The Algebra of Big-O

Steven J. Zeil

Last modified: Oct 26, 2023
Contents:

In the previous lesson we saw the definition of “time proportional to” (big-O), and we saw how it could be applied to simple algorithms. I think you will agree with me that the approach we took was rather tedious, and probably you wouldn’t want to use it in practice.

We are going to start working towards more usable approach to match the complexity of algorithm. We will start by looking at rather peculiar algebraic rules that can be applied for manipulating big-O expressions. In the next lesson, we shall then look at the process of taking an algorithm the way you and I actually write it in typical programming languages and analyzing that to produce the original big-O expressions.

For now, though, let us start by discussing how we might manipulate big-O expressions once we’ve actually got them. The first thing we have to do is to recognize that the algebra of big-O expressions is not the same “good old fashioned” algebra you learned back in high school. The reason is that when we say something like $O(f(N)) = O(g(N))$, we are not comparing two numbers to one another with that ‘=’, nor are we claiming that f(N) and g(N) are equal. We are instead comparing two sets of programs (or functions describing the speed of programs) and we are stating that any program in the set $O(f(N))$ is also in the set $O(g(N))$ and vice-versa.

We will now explore the peculiar algebra of big-O, and, through that algebra, will see why big-O is appropriate for comparing algorithms.

1 Basic Manipulation

We start with a pair of simple, almost self-evident rules:

Algebraic Rule 1: $f(\bar{n}) + g(\bar{n}) \in O(f(\bar{n}) + g(\bar{n}))$

This rule comes into play most often when we discover that a program has to do two (or more) things before it is finished, one of which takes time $f(\bar{n})$ and the other takes time $g(\bar{n})$. The rule simply says that the running time of the entire program might be no faster than the sum of the running times of its constituent parts.

Because this is only an upper bound, the program might actually be faster than that (e.g., if the first part of the program prepares the data in some fashion that allows the second part to run faster than it would have in isolation). But it will be no slower, in the worst case, than some constant times the sum of the two run time bounds.

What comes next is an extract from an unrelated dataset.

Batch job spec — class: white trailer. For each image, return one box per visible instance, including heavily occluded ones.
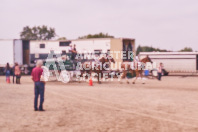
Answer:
[139,52,198,73]
[0,39,23,67]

Algebraic Rule 2: $f(\bar{n}) * g(\bar{n}) \in O(f(\bar{n}) * g(\bar{n}))$

This rule comes into play most often when we discover that a program has a loop that runs through $f(\bar{n})$ iterations, and each iteration of the loop takes $O(g(\bar{n}))$ time. Then the program will be no slower, in the worst case, than some constant times the product of those two functions.

2 Dropping Constant Multipliers

Our next rule is a bit less intuitive:

Algebraic Rule 3:
$O(c*f(\bar{n})) = O(f(\bar{n}))$

This rule suggests that, for sufficiently large $\bar{n}$, constant multipliers “don’t count”.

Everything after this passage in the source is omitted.